Chapter 1. Controlling the Evolution of Software Products

On April 30, 1999, a Titan IV B rocket carrying a military satellite into orbit was launched from Space Launch Complex 40 at Cape Canaveral Air Station, Florida. The flight performance of the Titan solid rocket motor and the core vehicle was nominal. However, the vehicle began experiencing instability about the roll axis during the first burn. This instability was greatly magnified during the upper stage second main engine burn, resulting in uncontrolled vehicle tumbling. As a result of these anomalous events the satellite was placed in an unusable low elliptical final orbit instead of an intended geosynchronous orbit. After several days of satellite life-saving effort by Air Force and satellite contractor personnel the satellite was declared a complete loss by the acting secretary of the Air Force on 4 May 1999.

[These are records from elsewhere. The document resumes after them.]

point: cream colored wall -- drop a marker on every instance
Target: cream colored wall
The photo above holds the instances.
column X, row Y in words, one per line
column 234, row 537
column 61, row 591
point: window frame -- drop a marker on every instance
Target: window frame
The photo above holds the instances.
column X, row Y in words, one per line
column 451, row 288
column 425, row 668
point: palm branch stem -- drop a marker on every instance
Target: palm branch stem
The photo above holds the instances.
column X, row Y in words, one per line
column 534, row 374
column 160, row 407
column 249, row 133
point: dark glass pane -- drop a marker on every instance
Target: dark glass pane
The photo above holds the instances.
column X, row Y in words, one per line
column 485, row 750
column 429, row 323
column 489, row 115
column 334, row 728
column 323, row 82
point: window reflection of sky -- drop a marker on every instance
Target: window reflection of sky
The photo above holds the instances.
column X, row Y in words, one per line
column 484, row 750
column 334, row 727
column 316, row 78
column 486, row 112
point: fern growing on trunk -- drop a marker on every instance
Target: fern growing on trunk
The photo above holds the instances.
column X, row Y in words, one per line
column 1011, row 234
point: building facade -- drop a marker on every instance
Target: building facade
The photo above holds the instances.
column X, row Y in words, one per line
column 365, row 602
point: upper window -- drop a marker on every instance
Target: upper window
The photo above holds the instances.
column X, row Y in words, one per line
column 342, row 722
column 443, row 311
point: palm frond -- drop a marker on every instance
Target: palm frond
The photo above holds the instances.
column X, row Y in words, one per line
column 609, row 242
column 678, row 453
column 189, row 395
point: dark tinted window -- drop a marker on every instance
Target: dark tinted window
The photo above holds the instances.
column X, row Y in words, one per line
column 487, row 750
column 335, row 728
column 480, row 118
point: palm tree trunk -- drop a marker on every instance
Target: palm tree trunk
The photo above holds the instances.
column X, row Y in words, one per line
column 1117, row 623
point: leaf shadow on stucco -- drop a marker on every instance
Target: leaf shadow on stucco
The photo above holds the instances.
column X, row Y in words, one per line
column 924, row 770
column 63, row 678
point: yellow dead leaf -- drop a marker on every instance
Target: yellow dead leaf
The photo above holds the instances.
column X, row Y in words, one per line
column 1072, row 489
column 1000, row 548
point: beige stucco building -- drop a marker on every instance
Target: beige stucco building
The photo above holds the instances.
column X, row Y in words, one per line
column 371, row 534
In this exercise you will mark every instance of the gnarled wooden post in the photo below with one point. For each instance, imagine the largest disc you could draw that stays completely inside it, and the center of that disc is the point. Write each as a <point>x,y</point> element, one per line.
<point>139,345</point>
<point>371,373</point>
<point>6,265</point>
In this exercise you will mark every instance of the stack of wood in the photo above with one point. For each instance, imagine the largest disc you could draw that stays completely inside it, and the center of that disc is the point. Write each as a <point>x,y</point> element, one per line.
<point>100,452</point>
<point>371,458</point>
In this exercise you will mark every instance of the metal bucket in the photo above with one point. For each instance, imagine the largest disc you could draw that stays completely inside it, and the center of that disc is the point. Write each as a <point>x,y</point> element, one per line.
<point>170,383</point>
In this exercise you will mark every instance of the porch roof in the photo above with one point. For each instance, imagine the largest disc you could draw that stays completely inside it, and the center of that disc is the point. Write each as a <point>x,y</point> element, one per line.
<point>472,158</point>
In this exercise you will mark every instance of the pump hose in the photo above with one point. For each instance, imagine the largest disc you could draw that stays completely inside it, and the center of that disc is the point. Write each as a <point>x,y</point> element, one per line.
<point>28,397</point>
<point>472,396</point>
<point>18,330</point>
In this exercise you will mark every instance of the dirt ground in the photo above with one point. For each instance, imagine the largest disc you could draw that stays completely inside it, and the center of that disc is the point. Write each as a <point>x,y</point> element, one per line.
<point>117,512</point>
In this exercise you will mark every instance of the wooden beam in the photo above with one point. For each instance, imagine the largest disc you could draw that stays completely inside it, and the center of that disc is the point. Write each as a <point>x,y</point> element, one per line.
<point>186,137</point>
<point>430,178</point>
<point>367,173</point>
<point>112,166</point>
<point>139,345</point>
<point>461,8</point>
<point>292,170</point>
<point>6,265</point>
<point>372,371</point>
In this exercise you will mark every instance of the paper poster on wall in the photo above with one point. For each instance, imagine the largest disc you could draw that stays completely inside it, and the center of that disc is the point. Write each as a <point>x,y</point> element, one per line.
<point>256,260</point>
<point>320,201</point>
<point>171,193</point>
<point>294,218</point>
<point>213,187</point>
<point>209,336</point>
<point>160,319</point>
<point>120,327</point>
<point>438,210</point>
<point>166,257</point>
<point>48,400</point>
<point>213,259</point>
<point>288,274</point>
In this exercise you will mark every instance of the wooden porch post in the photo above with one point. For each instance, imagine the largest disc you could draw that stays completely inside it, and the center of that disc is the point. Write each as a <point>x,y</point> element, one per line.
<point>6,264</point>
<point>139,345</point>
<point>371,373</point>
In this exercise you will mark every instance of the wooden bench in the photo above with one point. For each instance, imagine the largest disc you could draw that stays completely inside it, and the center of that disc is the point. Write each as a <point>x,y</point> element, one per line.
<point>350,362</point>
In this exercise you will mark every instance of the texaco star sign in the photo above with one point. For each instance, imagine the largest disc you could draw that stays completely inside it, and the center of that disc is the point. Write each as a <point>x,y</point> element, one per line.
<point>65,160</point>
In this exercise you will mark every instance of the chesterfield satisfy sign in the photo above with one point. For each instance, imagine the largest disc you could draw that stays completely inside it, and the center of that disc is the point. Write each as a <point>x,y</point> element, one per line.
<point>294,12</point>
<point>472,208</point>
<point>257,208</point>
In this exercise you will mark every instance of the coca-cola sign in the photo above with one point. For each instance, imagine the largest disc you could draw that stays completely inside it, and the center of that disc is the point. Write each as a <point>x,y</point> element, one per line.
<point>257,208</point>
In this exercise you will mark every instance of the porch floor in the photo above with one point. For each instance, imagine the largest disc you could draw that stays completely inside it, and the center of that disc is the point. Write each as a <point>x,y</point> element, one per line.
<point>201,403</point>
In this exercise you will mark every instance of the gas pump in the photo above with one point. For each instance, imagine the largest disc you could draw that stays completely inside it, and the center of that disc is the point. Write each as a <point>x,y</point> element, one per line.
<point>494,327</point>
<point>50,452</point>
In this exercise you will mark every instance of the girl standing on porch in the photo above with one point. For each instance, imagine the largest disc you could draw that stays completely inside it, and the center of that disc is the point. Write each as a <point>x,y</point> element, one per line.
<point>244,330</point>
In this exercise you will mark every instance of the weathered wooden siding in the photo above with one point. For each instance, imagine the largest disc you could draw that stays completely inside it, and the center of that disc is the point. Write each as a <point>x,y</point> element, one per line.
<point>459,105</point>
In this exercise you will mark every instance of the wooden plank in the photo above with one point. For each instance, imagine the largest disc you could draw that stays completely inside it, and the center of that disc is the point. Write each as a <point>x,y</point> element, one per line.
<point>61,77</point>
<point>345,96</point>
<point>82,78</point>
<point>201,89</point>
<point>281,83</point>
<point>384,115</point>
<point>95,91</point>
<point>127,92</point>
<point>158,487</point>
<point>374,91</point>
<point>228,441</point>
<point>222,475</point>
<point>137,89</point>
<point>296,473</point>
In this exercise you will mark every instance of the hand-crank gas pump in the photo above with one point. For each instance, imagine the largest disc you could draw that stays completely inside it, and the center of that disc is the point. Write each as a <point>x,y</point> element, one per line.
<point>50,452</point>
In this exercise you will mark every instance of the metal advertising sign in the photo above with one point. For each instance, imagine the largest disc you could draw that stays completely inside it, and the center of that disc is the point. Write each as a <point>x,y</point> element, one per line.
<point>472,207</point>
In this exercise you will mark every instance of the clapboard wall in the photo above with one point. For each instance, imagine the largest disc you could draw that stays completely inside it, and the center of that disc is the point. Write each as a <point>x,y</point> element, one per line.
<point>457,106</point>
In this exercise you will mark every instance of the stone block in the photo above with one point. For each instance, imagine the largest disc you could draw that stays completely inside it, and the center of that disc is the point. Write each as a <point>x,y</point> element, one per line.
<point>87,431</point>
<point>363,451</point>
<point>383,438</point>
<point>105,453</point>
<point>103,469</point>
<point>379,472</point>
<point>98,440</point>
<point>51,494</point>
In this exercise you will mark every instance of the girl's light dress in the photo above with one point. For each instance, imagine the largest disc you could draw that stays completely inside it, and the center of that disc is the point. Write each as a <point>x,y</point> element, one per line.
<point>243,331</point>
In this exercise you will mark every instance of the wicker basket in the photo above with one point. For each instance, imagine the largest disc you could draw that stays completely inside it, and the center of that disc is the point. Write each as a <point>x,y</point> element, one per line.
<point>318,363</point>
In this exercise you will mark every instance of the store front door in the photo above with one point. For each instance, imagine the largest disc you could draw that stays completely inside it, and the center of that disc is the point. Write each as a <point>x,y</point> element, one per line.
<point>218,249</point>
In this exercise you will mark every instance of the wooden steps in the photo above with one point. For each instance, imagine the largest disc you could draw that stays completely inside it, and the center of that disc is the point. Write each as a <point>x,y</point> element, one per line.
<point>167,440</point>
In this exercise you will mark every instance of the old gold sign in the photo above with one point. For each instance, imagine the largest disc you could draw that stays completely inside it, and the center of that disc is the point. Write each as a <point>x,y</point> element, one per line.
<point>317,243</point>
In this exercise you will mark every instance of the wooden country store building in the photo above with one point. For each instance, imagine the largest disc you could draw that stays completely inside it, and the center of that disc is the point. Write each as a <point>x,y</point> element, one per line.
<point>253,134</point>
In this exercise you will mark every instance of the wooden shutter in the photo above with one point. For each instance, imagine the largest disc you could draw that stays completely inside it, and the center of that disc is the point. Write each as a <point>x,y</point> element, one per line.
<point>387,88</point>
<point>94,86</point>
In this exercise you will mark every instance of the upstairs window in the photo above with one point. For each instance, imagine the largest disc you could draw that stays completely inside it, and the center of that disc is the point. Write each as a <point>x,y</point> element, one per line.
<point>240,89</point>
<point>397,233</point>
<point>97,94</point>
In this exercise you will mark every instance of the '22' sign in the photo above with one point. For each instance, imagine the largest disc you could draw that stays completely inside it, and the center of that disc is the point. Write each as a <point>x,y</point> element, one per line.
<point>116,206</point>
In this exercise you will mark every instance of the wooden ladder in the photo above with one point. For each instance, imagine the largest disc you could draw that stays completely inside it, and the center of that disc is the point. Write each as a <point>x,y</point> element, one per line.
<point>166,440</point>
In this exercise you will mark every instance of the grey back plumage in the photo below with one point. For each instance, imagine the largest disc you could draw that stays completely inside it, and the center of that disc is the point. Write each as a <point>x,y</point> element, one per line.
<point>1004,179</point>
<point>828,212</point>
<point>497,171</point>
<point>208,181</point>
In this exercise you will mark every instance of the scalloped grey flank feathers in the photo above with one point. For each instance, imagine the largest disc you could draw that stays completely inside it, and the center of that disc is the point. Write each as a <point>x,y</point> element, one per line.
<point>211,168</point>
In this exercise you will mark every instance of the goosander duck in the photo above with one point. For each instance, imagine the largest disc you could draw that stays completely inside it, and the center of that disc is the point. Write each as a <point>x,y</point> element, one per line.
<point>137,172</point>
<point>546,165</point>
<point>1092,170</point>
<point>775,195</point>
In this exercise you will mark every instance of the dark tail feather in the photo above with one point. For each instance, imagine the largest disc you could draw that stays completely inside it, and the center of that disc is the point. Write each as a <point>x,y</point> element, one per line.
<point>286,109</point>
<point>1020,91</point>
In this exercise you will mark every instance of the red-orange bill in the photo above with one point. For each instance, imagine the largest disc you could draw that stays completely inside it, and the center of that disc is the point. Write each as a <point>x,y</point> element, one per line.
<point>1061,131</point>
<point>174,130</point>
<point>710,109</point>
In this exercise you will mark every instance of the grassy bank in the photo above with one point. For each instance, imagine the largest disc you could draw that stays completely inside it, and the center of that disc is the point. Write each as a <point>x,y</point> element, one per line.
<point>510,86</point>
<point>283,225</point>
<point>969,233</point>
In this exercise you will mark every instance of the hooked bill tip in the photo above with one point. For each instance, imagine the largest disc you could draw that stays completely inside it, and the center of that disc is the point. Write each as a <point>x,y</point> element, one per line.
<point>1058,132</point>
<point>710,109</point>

The investigation into this accident concluded that the cause was due to a failed software development, testing, and quality assurance process. This process did not detect and correct a software engineer error in a manual entry of a constant value of a roll rate filter, which is the value initially entered in the Inertial Measurement flight software file. The value should have been entered as 1.992476, but was entered as 0.1992476. The incorrect roll rate filter constant zeroed any roll rate data, resulting in the loss of roll axis control, which then caused loss of yaw and pitch control.

What could have been done to prevent the problem? The answer to this question points to lack of organization and control in the software development process.

Why did the software engineer need to manually type the constant value into that file? Well, it turns out that the original file provided by the Control Dynamics group was somehow lost and he had to recreate it from scratch. While human error can be considered as a factor, the primary cause of this one billion dollar disaster was the accidental loss of the original file.

You can view the full story on the Internet at: http://sunnyday.mit.edu/accidents/titan_1999_rpt.doc

This one-billion dollar disaster could have been avoided if the software development team had used a Software Configuration Management (SCM) system that stored all the files safely from accidental loses. However, SCM can do much more than that.